MFF: Liza, thank you for taking the time from your busy schedule to talk to me. I am so delighted to see your work and share it with my readers.

LHM: You’re very welcome!


  1. Love her use of color. Very lively, engaging, and uplifting work; it makes me happy to view it.

    1. I agree... Especially viewing them on a chilly winter day!

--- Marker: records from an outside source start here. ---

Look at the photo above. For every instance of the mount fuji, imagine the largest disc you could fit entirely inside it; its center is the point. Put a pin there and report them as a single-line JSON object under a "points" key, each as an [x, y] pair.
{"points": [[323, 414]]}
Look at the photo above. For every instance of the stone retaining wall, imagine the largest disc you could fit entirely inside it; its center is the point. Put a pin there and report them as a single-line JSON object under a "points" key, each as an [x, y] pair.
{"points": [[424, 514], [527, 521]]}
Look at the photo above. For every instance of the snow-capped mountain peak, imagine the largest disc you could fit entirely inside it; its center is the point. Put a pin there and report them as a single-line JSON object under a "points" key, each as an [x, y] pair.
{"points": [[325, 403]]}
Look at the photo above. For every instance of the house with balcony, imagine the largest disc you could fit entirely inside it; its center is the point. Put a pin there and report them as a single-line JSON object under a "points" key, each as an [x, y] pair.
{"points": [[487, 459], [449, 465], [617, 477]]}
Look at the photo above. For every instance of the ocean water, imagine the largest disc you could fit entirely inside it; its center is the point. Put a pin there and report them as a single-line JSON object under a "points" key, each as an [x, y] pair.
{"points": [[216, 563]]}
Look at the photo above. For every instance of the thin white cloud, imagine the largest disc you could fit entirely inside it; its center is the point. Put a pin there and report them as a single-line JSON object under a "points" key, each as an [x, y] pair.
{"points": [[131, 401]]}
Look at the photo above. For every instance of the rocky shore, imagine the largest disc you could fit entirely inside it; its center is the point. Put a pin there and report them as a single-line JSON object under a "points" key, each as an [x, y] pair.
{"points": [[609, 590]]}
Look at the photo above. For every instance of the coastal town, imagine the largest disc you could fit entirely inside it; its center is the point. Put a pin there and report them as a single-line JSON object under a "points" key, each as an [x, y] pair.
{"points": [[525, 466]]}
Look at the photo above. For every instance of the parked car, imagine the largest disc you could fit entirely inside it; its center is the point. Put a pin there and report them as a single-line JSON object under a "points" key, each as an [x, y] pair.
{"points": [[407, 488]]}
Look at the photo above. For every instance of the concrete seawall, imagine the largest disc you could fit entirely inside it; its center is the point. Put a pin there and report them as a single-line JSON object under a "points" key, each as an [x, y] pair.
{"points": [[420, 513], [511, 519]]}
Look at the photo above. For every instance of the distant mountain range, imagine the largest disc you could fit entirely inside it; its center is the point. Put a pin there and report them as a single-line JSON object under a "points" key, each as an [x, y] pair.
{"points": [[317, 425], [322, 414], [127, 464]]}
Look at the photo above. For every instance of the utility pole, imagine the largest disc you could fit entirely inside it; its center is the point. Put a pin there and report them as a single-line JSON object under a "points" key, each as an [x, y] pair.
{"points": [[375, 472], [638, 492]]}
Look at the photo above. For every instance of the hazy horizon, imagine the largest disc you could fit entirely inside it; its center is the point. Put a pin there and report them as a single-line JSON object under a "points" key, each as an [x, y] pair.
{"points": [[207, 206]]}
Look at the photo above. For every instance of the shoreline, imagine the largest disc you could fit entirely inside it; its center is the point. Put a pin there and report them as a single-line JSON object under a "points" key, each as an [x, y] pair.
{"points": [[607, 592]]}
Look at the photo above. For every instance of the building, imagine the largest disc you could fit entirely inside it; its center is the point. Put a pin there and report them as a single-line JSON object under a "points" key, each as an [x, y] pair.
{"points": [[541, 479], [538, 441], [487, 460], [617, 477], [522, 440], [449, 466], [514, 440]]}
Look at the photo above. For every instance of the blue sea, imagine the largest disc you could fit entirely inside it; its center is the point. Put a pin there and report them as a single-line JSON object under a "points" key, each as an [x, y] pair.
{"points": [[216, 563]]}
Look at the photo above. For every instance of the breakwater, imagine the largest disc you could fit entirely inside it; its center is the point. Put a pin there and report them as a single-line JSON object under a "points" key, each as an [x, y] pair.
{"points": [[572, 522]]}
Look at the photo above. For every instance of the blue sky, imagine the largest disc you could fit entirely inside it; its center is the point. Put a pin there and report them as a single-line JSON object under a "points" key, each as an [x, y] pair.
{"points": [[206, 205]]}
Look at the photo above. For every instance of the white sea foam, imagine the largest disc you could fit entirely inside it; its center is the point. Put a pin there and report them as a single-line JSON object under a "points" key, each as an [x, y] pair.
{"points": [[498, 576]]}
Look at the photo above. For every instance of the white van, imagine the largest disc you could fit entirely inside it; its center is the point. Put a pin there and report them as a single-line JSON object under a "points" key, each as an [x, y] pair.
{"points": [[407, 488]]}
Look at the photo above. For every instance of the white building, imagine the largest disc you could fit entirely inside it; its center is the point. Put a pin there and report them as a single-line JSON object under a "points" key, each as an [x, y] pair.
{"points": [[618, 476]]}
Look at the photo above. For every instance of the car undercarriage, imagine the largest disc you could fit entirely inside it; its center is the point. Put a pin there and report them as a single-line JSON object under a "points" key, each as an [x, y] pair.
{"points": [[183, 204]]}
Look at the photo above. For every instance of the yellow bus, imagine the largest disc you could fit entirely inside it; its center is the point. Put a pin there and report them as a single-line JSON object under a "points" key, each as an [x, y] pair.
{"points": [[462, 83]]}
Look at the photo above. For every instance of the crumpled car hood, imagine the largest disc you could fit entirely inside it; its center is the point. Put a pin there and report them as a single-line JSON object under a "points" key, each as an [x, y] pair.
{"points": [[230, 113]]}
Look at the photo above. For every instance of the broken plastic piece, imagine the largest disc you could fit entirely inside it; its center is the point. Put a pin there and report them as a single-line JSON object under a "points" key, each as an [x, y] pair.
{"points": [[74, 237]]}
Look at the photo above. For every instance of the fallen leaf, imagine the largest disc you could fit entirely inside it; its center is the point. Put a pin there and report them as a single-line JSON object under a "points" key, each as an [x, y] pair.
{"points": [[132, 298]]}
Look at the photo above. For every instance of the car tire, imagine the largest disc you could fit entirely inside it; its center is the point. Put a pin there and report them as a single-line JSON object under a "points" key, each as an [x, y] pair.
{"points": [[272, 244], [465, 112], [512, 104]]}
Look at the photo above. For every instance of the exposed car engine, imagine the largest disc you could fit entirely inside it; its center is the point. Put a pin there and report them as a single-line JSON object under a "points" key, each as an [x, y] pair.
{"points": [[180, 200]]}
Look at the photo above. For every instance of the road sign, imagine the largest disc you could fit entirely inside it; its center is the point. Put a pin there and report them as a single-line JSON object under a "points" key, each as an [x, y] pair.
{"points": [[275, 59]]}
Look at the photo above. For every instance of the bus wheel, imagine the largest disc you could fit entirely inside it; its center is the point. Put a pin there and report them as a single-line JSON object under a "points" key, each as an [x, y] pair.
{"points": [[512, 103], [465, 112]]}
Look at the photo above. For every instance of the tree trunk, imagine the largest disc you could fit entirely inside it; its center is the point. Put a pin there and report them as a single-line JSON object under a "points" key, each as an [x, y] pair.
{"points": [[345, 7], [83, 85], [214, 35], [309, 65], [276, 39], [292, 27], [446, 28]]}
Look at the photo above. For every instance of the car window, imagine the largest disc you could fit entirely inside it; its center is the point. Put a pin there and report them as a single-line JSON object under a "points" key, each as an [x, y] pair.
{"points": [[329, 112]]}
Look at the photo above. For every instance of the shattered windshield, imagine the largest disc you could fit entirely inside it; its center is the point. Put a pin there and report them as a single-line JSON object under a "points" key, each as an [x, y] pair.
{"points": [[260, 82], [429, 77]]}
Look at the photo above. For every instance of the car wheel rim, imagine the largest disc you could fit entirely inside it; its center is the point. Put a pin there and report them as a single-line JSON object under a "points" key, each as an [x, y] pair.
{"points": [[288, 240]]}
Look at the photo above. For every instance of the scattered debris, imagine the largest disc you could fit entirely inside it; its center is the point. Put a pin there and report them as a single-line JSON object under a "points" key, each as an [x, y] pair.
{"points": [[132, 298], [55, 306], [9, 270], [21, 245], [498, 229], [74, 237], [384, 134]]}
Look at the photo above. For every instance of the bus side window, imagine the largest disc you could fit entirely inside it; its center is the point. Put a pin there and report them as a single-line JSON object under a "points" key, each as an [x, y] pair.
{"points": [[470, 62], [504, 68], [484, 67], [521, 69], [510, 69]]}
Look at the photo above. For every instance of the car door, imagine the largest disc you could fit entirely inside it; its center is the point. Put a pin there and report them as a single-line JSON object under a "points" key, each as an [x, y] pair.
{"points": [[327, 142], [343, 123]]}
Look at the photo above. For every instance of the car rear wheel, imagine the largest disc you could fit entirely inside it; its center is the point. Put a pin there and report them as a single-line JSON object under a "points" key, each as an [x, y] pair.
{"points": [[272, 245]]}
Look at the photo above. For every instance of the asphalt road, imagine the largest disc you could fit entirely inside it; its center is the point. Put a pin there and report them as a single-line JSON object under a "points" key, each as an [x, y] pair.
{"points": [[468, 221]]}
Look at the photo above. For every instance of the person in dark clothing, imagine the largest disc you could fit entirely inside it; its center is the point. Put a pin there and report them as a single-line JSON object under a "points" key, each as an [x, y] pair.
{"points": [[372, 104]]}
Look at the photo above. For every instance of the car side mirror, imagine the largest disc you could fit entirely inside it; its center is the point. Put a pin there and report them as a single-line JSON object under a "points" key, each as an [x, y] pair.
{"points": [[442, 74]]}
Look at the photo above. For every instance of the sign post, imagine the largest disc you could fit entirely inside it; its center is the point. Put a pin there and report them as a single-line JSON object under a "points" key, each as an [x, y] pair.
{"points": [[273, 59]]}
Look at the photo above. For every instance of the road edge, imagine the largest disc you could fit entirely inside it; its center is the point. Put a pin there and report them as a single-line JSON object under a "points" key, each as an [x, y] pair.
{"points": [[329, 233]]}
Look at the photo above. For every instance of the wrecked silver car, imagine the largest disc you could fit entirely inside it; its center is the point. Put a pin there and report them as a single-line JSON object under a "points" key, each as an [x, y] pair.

  2. Love her works of art Meg! Her techniques and sense of color are wonderful!

    Featuring The HighBoy

  3. It is beautiful. Now, a question regarding an instagram post - one day a go- the drive by. The tree in front of the house appears to be an intact crepe myrtle tree. Of late in my area the trees area hat-racked every year cut ( not trimmed or pruned selectively) at a 180 degree angle-- straight across. Years of repeated ly dealing with a tree in this manner a knot develops and then the edward- scissor- hand -look develops. It is truly misguided , the tree eventually dies. Oh please, I hope the people of Baltimore have much more sense -- this tree owner apparently has read the literature available on line as to how to prune a Crepe Myrtle tree . Clemson university extension office has a very good article.

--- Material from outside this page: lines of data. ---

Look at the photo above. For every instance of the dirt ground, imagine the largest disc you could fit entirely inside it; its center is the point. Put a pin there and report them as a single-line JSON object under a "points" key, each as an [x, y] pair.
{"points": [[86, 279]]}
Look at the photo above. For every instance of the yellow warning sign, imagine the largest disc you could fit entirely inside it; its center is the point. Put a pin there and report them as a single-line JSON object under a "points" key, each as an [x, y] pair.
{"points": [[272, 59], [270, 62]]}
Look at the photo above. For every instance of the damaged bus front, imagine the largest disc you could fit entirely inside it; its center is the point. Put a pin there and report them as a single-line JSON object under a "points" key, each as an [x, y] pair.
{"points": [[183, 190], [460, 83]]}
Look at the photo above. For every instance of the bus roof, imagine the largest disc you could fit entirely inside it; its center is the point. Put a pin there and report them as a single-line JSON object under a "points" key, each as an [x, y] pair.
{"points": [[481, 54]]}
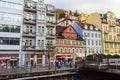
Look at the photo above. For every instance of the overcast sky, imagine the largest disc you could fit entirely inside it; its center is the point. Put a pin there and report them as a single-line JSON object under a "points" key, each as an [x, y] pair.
{"points": [[88, 6]]}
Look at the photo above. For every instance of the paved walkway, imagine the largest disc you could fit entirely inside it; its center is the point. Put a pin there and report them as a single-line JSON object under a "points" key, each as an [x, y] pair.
{"points": [[22, 70]]}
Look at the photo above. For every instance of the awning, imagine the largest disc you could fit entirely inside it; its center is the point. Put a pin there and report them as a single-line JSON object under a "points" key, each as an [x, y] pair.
{"points": [[2, 59], [77, 55], [64, 54]]}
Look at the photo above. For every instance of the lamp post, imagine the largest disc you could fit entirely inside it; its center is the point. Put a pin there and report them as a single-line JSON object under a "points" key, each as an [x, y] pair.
{"points": [[85, 45], [25, 53], [50, 49]]}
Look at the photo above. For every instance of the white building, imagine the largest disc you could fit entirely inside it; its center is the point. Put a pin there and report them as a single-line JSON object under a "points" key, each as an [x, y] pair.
{"points": [[38, 31], [11, 18], [93, 38]]}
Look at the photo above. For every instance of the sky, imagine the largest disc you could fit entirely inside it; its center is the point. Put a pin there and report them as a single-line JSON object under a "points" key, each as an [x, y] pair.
{"points": [[88, 6]]}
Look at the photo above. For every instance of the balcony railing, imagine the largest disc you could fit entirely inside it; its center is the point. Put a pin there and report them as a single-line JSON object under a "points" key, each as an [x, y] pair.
{"points": [[51, 35], [30, 7], [106, 31], [29, 21], [112, 40], [40, 48], [50, 12], [28, 47], [112, 25], [29, 34], [51, 23]]}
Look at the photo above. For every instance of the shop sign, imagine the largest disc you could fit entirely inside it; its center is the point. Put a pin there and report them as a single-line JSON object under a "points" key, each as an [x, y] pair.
{"points": [[13, 57], [2, 58]]}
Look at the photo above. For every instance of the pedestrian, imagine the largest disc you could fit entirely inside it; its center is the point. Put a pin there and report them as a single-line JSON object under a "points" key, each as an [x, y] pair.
{"points": [[70, 64], [76, 64]]}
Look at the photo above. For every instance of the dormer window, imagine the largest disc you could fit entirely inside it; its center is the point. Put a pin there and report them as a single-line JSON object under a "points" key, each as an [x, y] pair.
{"points": [[96, 28], [91, 27], [86, 27]]}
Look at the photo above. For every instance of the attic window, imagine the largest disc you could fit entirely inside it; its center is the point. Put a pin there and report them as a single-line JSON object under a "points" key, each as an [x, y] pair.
{"points": [[91, 27], [86, 27], [96, 28]]}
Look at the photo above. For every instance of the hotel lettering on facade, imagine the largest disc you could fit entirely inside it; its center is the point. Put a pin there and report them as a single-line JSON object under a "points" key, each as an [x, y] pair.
{"points": [[26, 27]]}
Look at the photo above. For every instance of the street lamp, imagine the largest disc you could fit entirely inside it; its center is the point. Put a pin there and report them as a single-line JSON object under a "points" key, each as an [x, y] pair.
{"points": [[25, 63], [85, 45]]}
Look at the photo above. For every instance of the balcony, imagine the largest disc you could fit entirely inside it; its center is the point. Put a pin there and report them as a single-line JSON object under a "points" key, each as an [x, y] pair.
{"points": [[112, 40], [51, 23], [29, 47], [106, 31], [40, 48], [112, 25], [30, 6], [51, 12], [51, 36], [28, 34], [29, 21]]}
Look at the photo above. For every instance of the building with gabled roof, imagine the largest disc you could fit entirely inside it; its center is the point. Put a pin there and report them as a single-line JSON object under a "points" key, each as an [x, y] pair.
{"points": [[91, 35], [68, 43]]}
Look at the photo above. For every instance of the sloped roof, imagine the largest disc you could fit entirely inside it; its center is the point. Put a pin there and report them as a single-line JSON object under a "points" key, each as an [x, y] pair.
{"points": [[59, 31], [89, 25]]}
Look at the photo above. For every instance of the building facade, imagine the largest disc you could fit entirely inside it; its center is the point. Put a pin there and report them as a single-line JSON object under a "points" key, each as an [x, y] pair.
{"points": [[92, 37], [38, 31], [68, 43], [110, 27], [11, 18]]}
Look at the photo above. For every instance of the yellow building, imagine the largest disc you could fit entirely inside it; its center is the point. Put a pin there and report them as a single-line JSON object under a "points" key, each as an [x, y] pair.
{"points": [[110, 27], [82, 17]]}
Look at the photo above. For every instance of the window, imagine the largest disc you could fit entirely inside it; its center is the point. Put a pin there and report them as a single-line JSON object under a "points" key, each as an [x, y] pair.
{"points": [[29, 29], [92, 35], [10, 5], [30, 42], [10, 17], [88, 35], [92, 42], [43, 16], [51, 30], [88, 42], [39, 16], [60, 50], [10, 41], [42, 29], [65, 50], [38, 42], [99, 42], [96, 35], [76, 50], [73, 51], [96, 43], [64, 41], [99, 36], [69, 50], [9, 28], [42, 42], [39, 29]]}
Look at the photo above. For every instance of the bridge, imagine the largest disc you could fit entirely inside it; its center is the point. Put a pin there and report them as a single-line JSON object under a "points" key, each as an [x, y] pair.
{"points": [[85, 72]]}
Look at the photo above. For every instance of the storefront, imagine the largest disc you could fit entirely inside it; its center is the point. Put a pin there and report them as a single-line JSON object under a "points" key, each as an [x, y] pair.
{"points": [[13, 61], [64, 56], [3, 63]]}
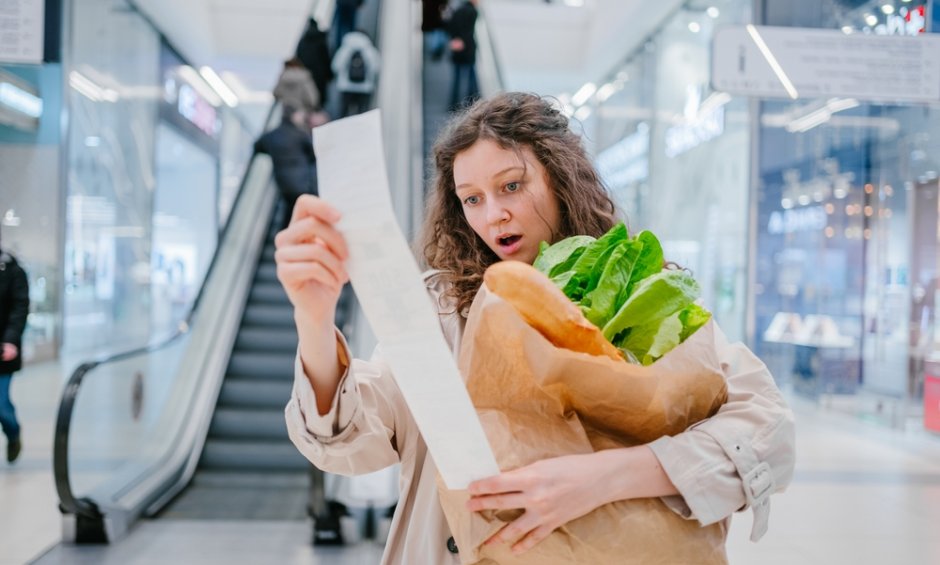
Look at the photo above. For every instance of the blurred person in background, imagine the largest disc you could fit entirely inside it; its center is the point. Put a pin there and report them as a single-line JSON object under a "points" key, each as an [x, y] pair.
{"points": [[356, 66], [344, 19], [290, 146], [463, 49], [432, 25], [313, 50], [295, 87], [14, 308]]}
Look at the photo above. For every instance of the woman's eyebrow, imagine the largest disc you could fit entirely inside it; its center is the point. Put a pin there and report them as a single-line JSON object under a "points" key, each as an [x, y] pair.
{"points": [[499, 174]]}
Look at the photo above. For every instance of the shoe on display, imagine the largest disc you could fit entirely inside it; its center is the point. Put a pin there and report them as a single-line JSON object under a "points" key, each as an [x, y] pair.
{"points": [[13, 450]]}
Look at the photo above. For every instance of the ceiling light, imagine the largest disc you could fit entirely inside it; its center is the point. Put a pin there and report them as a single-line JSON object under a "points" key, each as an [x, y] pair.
{"points": [[772, 61], [582, 113], [606, 91], [90, 89], [219, 86], [196, 81], [584, 93], [20, 100]]}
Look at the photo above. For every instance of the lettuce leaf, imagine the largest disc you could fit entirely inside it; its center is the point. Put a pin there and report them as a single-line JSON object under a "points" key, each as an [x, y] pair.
{"points": [[589, 266], [559, 258], [619, 283], [611, 290], [653, 299]]}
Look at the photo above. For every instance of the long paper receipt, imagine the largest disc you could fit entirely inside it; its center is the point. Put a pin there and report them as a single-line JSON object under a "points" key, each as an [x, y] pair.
{"points": [[388, 284]]}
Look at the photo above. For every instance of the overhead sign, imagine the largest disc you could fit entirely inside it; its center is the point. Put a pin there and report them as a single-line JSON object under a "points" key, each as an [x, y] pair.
{"points": [[21, 31], [789, 62]]}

    1. I think that the general Baltimore region goes for un-clipped crepe myrtles!

  4. i adore Chinoiserie also + what a great interview + love her paintings. xxpeggybraswelldesign.com

  5. Lake Roland is at the heart of a beautiful little enclave of North Baltimore, and some of the houses surrounding it are spectacular, including all the old compounds of the various Cromwells and Harveys on Brightside Road, some of them are still in residence. Sadly since it's such a desirable address there's been a fair amount of infill in the past 15 years or so. The shacks at the tail end of the road are not as inspiring. Looks like the old Levering place is in view there, the late Mrs. Levering having grown up just up the hill at Jackwood, one of the more palatial spreads.

    1. This place isn't exactly a shack!

      I found a cookbook several years ago with wooden covers, called the Lake Roland Garden Club. It was from the 1930's and had great line drawings and maps.

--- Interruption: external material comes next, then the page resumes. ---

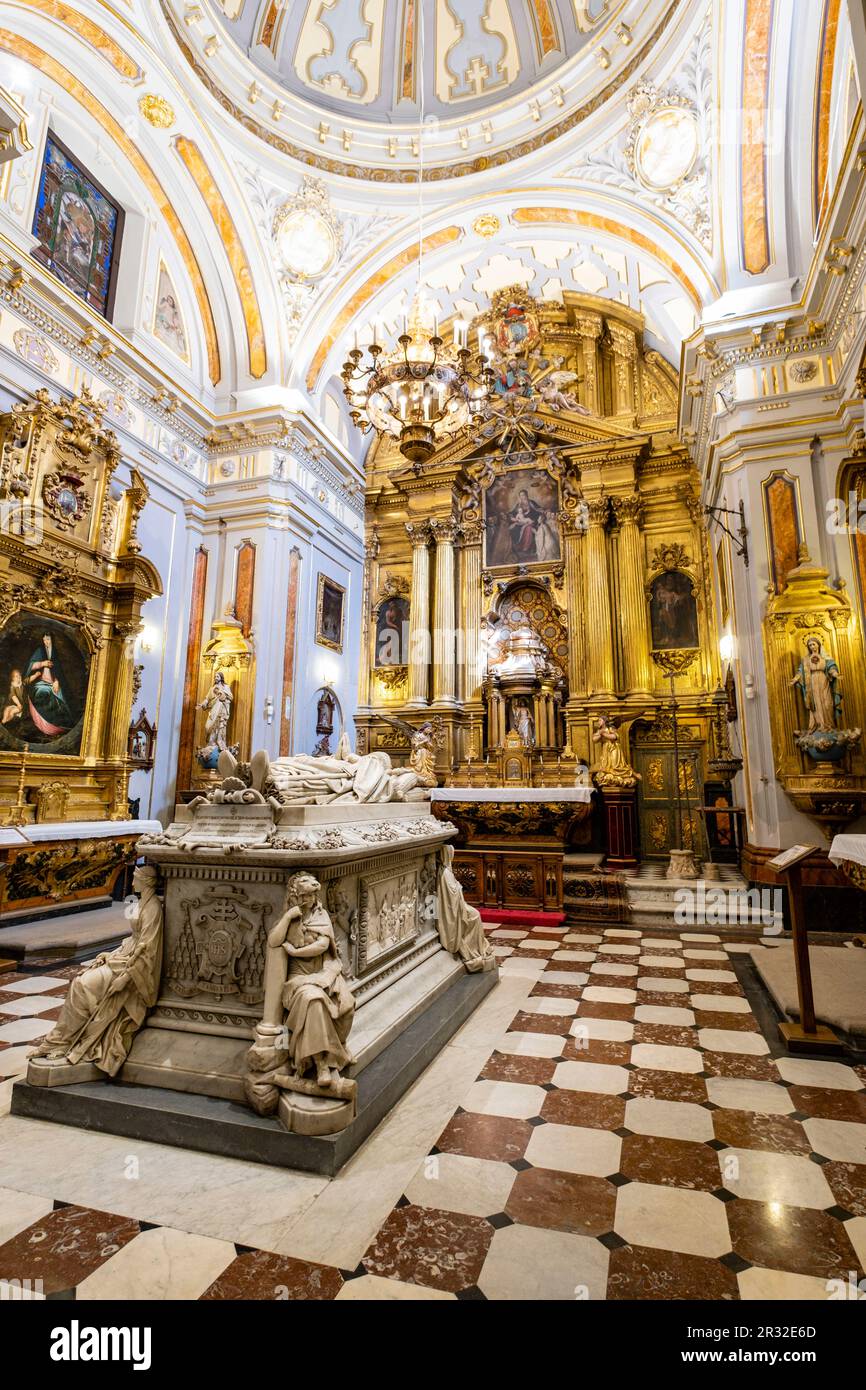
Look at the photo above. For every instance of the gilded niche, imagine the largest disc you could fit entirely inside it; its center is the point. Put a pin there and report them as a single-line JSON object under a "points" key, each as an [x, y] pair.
{"points": [[72, 587]]}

  6. In response to “Anonymous” concerning the brief neighborhood history of Lake Roland and the “shacks” on the lake…

    Lake houses, cottages, at the very least, homes. The quaint, charming lake houses “at the tail end of the street” offer a magnificent and enviable view. The homes may not appear “as inspiring” to you but I am sure the owners feel fortunate to live surrounded by such beauty and nature.
    Meg, thank you for the great article and photos, Liza Hathaway is a very talented artist and her home is beautiful.

    1. The road was laid out over a century ago to take advantage of the natual topography (though admittedly the Lake in question is in fact a decommissioned man-made reservoir) and all but two of the houses on it are on property that either abuts the lake or has yearlong water views. In just about any other circumstance the real star of this location would be the scenery, but some of the more distinguished building stock is truly spectacular. Houses of similar quality are scattered all around the banks of Lake Roland.

  7. I am drawn more to her "twig and blossom" canvases than the others... there's something so cheerful and natural about them, like seeing flowering trees through really old glass windows. I do wish they hadn't muddled up that House Beautiful photo with pink floral bed linens and curtains... clashes with her paintings and draws the eye in the wrong direction.